A Procuradoria Regional Eleitoral do Distrito Federal solicitou ao Tribunal Regional Eleitoral do DF (TRE-DF) o indeferimento do registro da candidatura do ex-governador José Roberto Arruda (PSD) ao governo local. O Ministério Público Eleitoral argumenta que o político permanece inelegível até dezembro de 2030 em razão de condenações definitivas por improbidade administrativa, exigindo o cancelamento preventivo de eventual diplomação.

Condenações da Caixa de Pandora blindam o pedido do MP

Na manifestação, a Procuradoria ancora seu pedido em sentenças confirmadas pelo Tribunal de Justiça do Distrito Federal e dos Territórios (TJDFT). O ponto de partida é uma condenação de 11 de dezembro de 2018, envolvendo pagamentos irregulares do governo do DF à empresa Linknet entre 2007 e 2009.

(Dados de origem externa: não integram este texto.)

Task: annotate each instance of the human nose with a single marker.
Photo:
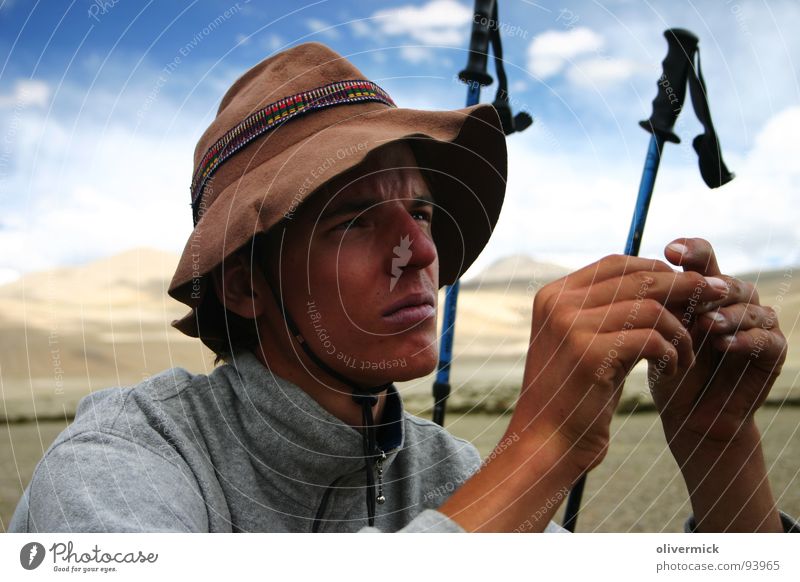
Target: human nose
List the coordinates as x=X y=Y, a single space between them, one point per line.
x=409 y=242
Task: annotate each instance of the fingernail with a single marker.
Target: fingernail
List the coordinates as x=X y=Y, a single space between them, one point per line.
x=679 y=248
x=715 y=316
x=717 y=283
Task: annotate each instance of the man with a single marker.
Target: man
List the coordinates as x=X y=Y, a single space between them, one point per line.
x=325 y=220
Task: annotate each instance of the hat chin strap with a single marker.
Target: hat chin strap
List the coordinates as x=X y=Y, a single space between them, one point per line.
x=366 y=397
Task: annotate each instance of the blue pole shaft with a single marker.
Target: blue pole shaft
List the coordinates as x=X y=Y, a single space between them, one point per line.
x=441 y=387
x=649 y=172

A Justiça identificou um suposto esquema em que valores pagos por meio de reconhecimento de dívida foram superfaturados para viabilizar repasses ilegais e propinas. Arruda foi condenado a reparar solidariamente R$ 11,8 milhões em prejuízos aos cofres públicos, além de multa e suspensão dos direitos políticos por oito anos.

“A parte impugnada encontra-se inelegível desde 11/12/2018”, afirma o Ministério Público, sustentando que a restrição se estende por 12 anos, “ou seja, até 11/12/2030”.

A matemática da inelegibilidade e a legislação de 2025

O cálculo do período de impedimento ganhou contorno específico com a alteração da Lei de Inelegibilidades em 2025, que estabeleceu novos limites para a soma de períodos de inelegibilidade em casos de múltiplas condenações.

O Ministério Público considera que as diferentes condenações de Arruda não tratam de fatos juridicamente conexos. Por isso, sustenta que o período total de impedimento chega a 12 anos. Das sete sentenças condenatórias citadas na manifestação, seis são consideradas para a eleição deste ano por terem sido confirmadas por órgão colegiado há menos de oito anos do pleito.

Uma condenação mais antiga, confirmada em 2014, foi excluída do cálculo. Segundo a Procuradoria, os efeitos eleitorais desse caso específico terminaram em julho de 2022 e não podem ser retomados sob a nova regra.

O peso político da decisão no cenário eleitoral

Além do caso Linknet, o documento recupera episódios emblemáticos da Operação Caixa de Pandora. Em um dos processos citados, o TJDFT manteve, por unanimidade em junho deste ano, a condenação de Arruda por vantagens indevidas pagas pela empresa Call Tecnologia.

Nesse caso, a Justiça apontou o ex-governador como responsável pelo desvio, determinando o ressarcimento de R$ 257 mil, multa no mesmo valor e suspensão dos direitos políticos por 12 anos. A decisão descreveu um “esquema sistemático de corrupção, com pagamento de propinas a agentes públicos a partir de contratos administrativos irregulares”.

Agora, Arruda terá sete dias para apresentar sua defesa. Caberá ao TRE-DF decidir se aceita o pedido do Ministério Público. A Procuradoria pede que a ação seja julgada procedente para “indeferir o pedido de registro de candidatura” ou, subsidiariamente, determinar o cancelamento do diploma caso ele venha a ser concedido e empossado antes do trânsito em julgado definitivo.

A manobra do Ministério Público não é apenas uma formalidade processual; é um teste de estresse para a jurisprudência eleitoral do Distrito Federal. Ao acionar o gatilho da inelegibilidade com base em um histórico robusto de condenações colegiadas, o MP desafia a capacidade de Arruda de viabilizar sua candidatura sob a nova legislação de 2025.

Resta saber se a defesa conseguirá encontrar brechas técnicas na interpretação da soma dos prazos ou se o TRE-DF optará pela aplicação literal da lei. A resposta definirá não apenas o destino político do ex-governador, mas também o equilíbrio de forças na disputa pelo Palácio do Buriti.